Wran chose to reject our request for a guarantee of law repeal in a year. Something which as Premier of NSW and President of the ALP he could easily have given. In doing so it was Wran who was daring gay people not to vote ALP. He was able to say that he did not accept that the ultimatum reflected the feelings of the gay community precisely because the GRL had raced to the papers to dissociate themselves from the decision of the community meeting. It took them another two weeks to make a critical response to Wran's statement. Wran rejected the plea for law reform and insulted us, yet it is me who has copped all the flack from the "gay activists" for daring to make such an "ungrateful", "ineffective" ultimatum.
There is one final point which John conveniently forgot to mention. On Friday, March 4, gay ALP members took legal action against me to prevent the circulation of copies of the ultimatum and Wran's reply in the gay community. This to me is the most disgusting attempt at censorship and intimidation that has ever occurred in the gay movement in Australia. It makes a mockery of the reformists' talk of "unity", "responsibility" and respect for the gay community's right to consider issues and make decisions which may not be in line with their thinking.
Brian McGahen.
LABOR CHALLENGED CAMPAIGN seems intent on fostering the myth that the ALP is the pro-gay party in Australia. The facts clearly show the opposite.

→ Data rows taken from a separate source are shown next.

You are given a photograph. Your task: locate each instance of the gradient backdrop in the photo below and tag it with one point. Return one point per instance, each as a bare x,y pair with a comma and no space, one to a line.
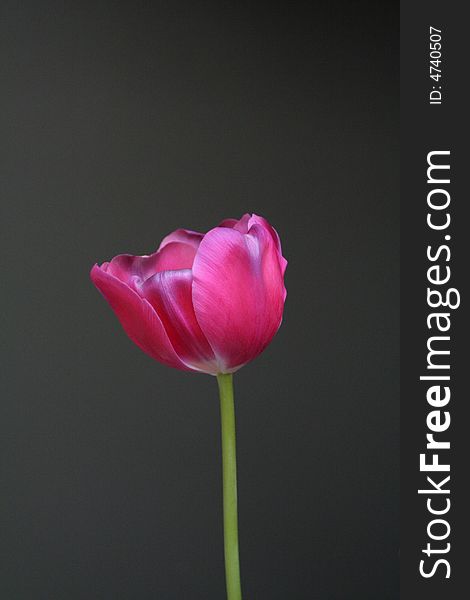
119,123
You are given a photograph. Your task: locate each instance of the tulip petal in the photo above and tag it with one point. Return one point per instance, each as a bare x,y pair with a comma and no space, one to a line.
134,270
238,292
240,225
257,220
170,294
137,317
183,236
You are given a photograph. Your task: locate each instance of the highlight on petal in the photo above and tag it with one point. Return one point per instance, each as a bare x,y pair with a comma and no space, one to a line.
137,317
170,294
183,236
238,292
240,225
134,270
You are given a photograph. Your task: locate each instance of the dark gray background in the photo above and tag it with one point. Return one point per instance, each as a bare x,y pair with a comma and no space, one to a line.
121,122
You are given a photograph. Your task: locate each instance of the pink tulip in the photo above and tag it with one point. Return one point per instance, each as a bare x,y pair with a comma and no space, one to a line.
209,303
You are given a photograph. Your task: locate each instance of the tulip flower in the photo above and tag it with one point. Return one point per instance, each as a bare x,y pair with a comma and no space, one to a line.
208,303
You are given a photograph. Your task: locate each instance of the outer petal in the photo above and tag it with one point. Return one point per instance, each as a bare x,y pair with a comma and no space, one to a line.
183,236
134,270
238,293
170,293
257,220
240,225
137,317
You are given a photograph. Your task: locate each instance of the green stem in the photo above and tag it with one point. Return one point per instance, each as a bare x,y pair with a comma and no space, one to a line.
229,471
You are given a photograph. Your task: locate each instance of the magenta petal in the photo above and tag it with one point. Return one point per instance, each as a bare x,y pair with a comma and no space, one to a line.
134,270
238,292
170,293
240,225
183,236
262,222
137,317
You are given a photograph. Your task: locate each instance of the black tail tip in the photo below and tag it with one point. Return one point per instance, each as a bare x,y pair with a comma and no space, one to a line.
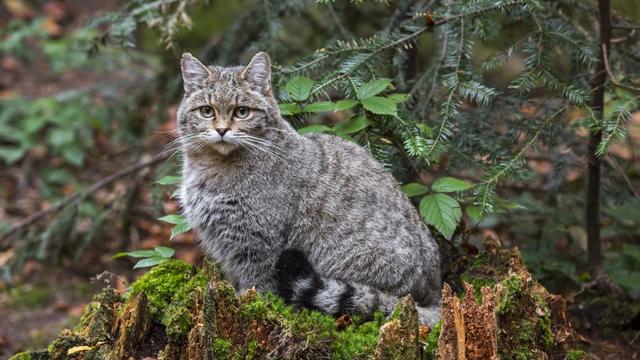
291,266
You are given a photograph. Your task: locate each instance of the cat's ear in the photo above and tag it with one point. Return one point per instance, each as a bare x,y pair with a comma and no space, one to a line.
194,73
258,71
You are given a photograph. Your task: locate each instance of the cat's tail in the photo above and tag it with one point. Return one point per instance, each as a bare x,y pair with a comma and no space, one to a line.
300,285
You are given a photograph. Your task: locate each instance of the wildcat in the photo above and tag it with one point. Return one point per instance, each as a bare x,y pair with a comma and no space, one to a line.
313,218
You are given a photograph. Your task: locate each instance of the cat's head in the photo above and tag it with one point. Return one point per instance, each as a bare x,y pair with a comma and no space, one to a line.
225,109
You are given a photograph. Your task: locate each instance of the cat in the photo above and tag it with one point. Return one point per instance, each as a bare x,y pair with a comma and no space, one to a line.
313,218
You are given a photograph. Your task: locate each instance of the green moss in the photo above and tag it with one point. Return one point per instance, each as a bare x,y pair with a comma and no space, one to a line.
98,316
161,284
31,355
178,317
432,342
508,300
358,341
544,326
253,350
221,349
575,354
478,283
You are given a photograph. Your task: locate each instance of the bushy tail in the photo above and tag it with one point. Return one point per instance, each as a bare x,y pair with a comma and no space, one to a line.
300,285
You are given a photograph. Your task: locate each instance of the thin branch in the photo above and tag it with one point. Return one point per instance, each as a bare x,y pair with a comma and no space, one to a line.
78,197
346,34
619,169
607,67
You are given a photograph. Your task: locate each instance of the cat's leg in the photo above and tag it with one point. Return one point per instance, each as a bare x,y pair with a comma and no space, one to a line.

The draconian anti-gay laws in NSW where consenting activities are twice as reprehensible as rape are all the proof that is required. Remember that Wran toughened up the law in 1979. He has since made it clear that he supports the retention of the law after all, it's his baby.
It's not just in NSW that the ALP's anti-gay stance is clear. The bill which removed anti-gay laws in the ACT and NT was proposed by Sir John Gorton, a former Liberal PM. More Liberals voted in favor of it than ALP members.
The most liberal law reform in Australia, the Victorian reform, was proposed by the Liberal Government. The ALP was in office in Tasmania for 40 years until its defeat last year, and never once did they suggest law reform.
Labor was in power in WA between 1971 and 1974, and they did nothing. Not even the SA and Territory reform moved them to act.